雨滴に濡れた刀身は魂同士の結合を断ち〈八災王〉にさえ傷を残す。
「シンヤ!」
「分かってる! 喰らい付け、凱奥・鬼丸ッッ!!」
シンヤの瞳が深さを増す。〈八災王〉の傷口をその手で押さえ込み、魂を吸収。吸収した魂はすぐさま刀身へと伝播させる。
「次はテメェの番だ、トウカ!」
「えぇ!」
今度は強化された刃で深く切り込んだ。
そのまま傷口を切り広げるよう刃を食い込ませる。
「いくら〈八災王〉だろうと、その外殻も魂の集合体だ。なら、俺たちの雨で溶かせるってことだ」
「シンヤ、後ろ!」
八災王の舌が背後から迫る。シンヤはその身を反転させ、鎧化した半身で受けた。
「ぐッッ……!」
舌はヤスリの様に荒くザラつきを持っていた。火花と共に鎧の表面が持っていかれる。
「あっぶねぇな」
尚もヤスリ状の舌はシンヤ達に迫る。こちらの動きに慣れてきたのか、狙いは鋭さを増し、軌道も読み辛くなっていく。
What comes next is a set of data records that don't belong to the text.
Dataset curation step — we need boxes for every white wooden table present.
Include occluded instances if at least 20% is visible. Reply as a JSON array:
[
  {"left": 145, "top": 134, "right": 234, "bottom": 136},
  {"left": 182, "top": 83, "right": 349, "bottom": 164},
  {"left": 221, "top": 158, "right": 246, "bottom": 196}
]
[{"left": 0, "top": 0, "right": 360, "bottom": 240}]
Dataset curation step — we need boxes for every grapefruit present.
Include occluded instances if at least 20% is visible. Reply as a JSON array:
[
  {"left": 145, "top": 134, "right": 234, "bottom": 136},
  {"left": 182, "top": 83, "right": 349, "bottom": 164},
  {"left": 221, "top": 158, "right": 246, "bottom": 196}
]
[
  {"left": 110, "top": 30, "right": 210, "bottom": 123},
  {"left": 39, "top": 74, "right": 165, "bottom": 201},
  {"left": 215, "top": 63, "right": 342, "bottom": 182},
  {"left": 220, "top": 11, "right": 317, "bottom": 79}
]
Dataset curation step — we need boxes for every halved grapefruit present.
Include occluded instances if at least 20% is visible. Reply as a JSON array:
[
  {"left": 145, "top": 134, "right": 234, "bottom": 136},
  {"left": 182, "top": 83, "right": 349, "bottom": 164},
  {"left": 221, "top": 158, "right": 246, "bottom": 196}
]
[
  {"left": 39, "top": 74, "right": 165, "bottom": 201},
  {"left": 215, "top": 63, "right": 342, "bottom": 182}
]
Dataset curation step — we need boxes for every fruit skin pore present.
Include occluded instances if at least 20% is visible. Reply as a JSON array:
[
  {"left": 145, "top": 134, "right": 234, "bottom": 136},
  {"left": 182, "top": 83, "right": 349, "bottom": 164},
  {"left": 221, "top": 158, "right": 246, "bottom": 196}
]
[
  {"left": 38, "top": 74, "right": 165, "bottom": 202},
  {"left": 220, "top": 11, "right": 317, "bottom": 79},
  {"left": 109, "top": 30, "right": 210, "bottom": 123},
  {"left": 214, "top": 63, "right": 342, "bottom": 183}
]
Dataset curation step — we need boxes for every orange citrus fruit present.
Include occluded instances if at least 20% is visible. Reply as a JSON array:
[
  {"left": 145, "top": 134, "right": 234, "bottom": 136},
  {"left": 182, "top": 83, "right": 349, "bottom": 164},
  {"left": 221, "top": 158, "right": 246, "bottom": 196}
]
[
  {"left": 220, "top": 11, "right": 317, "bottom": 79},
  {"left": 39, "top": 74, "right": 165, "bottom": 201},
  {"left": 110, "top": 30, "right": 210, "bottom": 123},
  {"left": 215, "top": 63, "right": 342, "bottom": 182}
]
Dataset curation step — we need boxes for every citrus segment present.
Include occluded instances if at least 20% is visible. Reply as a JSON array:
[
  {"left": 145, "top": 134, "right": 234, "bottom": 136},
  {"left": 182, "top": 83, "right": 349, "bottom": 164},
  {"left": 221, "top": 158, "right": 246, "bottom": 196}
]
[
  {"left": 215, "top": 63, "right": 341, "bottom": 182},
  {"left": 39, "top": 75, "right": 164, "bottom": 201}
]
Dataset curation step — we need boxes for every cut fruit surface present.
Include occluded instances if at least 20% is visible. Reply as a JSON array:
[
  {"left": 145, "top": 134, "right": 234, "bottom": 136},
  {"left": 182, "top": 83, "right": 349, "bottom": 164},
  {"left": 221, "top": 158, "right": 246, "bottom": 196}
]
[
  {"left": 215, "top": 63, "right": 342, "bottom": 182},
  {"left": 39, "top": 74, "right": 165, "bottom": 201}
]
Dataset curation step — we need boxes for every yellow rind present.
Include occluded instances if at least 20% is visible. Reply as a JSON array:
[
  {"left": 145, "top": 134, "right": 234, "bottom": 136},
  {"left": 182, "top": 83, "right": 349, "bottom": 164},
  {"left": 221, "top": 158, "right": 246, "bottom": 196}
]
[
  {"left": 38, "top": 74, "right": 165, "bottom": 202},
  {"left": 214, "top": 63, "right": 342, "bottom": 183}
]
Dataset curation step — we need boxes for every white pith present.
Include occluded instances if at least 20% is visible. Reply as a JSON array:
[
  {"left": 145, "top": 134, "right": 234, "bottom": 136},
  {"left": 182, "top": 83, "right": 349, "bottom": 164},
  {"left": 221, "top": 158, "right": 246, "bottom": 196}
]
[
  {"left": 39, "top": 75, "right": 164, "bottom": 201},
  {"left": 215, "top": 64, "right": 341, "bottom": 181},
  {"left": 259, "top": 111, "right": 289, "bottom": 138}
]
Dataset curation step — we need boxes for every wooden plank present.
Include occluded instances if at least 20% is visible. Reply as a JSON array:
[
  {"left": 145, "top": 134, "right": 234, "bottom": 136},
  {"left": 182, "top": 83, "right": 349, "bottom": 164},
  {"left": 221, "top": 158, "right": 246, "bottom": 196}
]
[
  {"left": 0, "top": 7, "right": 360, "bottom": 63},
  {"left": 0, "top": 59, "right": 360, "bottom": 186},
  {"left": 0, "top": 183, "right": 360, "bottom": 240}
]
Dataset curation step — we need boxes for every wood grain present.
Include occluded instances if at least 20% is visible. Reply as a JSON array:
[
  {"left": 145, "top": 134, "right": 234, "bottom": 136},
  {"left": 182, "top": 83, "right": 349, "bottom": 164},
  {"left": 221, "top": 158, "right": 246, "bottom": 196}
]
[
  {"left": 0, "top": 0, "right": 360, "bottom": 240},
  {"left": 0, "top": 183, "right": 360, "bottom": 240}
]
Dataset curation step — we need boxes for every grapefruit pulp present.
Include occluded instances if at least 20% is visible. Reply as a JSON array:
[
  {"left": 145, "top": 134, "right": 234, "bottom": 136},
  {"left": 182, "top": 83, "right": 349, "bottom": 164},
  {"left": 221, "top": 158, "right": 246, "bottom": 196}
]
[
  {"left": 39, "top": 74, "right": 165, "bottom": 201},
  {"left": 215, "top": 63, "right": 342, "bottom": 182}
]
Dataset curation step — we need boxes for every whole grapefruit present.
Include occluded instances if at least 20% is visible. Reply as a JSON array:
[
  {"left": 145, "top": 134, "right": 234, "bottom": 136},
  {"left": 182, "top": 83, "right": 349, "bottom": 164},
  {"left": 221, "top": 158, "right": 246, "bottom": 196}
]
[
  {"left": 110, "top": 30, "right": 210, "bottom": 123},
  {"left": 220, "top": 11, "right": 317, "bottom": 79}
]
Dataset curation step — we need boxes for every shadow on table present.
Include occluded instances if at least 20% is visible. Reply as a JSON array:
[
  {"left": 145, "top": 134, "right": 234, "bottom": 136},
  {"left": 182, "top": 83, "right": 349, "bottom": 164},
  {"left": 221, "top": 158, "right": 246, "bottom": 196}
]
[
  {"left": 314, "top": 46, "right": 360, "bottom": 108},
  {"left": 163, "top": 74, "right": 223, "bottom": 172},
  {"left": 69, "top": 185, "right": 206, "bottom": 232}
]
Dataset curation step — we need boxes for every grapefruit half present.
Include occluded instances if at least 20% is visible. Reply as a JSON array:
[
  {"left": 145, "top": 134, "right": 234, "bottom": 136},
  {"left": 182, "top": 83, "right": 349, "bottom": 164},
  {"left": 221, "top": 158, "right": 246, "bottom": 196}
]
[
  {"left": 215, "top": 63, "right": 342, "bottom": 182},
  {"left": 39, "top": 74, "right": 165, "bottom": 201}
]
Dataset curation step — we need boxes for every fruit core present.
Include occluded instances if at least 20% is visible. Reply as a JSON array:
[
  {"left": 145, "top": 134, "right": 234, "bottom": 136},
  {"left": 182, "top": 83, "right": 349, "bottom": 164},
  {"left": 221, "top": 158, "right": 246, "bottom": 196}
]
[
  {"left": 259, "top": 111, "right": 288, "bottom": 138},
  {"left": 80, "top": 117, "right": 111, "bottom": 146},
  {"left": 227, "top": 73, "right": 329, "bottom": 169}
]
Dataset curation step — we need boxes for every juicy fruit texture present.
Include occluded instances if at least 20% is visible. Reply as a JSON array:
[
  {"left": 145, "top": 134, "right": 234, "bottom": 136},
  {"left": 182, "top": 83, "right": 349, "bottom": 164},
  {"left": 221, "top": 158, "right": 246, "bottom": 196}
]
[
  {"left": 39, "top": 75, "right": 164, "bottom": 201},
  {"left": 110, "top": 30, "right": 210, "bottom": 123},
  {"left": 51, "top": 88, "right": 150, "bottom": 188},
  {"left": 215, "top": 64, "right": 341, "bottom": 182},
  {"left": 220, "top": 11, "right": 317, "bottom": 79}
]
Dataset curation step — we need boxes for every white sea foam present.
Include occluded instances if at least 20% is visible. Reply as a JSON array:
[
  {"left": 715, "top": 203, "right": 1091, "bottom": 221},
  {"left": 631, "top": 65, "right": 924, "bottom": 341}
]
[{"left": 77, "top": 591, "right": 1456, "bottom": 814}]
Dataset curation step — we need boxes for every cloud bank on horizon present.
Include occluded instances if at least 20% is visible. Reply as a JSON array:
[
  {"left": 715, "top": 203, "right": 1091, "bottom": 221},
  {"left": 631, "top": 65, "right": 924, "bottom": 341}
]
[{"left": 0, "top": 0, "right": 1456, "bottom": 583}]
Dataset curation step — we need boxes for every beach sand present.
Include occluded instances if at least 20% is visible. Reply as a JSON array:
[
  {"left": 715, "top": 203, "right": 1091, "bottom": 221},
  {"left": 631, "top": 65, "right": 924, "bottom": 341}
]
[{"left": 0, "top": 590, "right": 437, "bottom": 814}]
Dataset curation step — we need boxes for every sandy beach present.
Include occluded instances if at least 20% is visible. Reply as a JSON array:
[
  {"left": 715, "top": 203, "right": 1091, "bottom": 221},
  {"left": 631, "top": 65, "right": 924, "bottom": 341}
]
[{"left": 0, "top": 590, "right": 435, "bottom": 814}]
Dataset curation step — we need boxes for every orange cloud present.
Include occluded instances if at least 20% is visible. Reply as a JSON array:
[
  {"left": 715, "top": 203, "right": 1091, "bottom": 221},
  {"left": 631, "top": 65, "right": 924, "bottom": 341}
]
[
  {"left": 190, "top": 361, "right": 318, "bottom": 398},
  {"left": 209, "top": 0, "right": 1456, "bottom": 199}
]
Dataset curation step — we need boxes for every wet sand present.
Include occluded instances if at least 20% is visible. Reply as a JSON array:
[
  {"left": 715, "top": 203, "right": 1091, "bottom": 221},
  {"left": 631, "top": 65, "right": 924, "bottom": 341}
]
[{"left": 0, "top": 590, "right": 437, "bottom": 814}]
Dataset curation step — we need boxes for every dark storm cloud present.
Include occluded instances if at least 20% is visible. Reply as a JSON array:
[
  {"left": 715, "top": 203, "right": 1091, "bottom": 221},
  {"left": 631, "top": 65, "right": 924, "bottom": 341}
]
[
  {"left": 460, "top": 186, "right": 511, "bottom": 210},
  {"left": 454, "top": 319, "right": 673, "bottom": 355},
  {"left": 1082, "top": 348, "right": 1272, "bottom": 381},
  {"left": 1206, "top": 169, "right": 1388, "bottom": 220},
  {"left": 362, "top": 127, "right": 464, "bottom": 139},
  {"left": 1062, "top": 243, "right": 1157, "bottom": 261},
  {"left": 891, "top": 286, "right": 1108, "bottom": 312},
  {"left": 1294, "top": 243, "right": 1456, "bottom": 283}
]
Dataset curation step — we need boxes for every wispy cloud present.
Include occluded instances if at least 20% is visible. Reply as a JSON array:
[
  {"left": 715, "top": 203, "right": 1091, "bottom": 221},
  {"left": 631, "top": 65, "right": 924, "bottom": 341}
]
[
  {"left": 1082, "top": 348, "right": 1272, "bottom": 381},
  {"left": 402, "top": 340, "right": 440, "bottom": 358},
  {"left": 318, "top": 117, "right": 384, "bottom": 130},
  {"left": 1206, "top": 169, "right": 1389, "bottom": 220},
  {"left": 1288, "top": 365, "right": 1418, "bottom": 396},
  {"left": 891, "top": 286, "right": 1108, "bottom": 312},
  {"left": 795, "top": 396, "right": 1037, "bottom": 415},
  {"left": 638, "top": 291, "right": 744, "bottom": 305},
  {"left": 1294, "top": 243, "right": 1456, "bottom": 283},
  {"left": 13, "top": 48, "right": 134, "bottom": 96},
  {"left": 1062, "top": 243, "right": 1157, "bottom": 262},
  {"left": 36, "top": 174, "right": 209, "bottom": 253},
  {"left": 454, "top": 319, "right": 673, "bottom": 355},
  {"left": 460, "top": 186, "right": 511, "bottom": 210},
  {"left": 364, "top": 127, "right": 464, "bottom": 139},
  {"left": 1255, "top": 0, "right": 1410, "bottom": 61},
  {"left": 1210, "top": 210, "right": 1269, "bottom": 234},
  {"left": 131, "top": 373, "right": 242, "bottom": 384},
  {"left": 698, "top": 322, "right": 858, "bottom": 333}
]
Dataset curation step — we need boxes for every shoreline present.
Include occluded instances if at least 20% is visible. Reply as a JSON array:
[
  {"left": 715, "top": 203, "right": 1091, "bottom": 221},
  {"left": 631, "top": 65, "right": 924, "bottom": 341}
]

それでもシンヤは紙一重で舌を避けると、八災王の背に飛び乗った。
「一気に決めるぞ、トウカ!」
「わかった。イメージを合わせて」
二人は呼吸を合わせ、魂をさらに深く同調させた。想い描くのは、まったく同じ光景だ。
「「ふっー……」」
雨が勢いを増してゆく。糧となる〈八災王〉の魂を、鎧の半身が存分に喰らった結果だ。
二人の降らせる雨は黒い刃と、黒い鎧を洗い流していく。
二人の雨は恐怖も、悲しみも、寂しさも、その全部を洗い流していく。
「雨はもう止んだ」
「雨はもう止んだ」
黒は白へと昇華する。
それはまるで曇天が晴れて光が指す様に。八災を司る異形の王に立つのは、白い刃を携え、白い鎧をまとうシンヤだった。
「「────雨はもう止んだ」」
雨化させた魂を、器である二人が耐えうるであろうほんの一瞬に限定し、再吸収したのだ。
その瞬間に限り白い雨斬は最強の矛へ、白い凱奥・鬼丸は最強の盾に昇華する。
その刀身を突き立てれれば、〈八災王〉の核すらも穿ってみせた。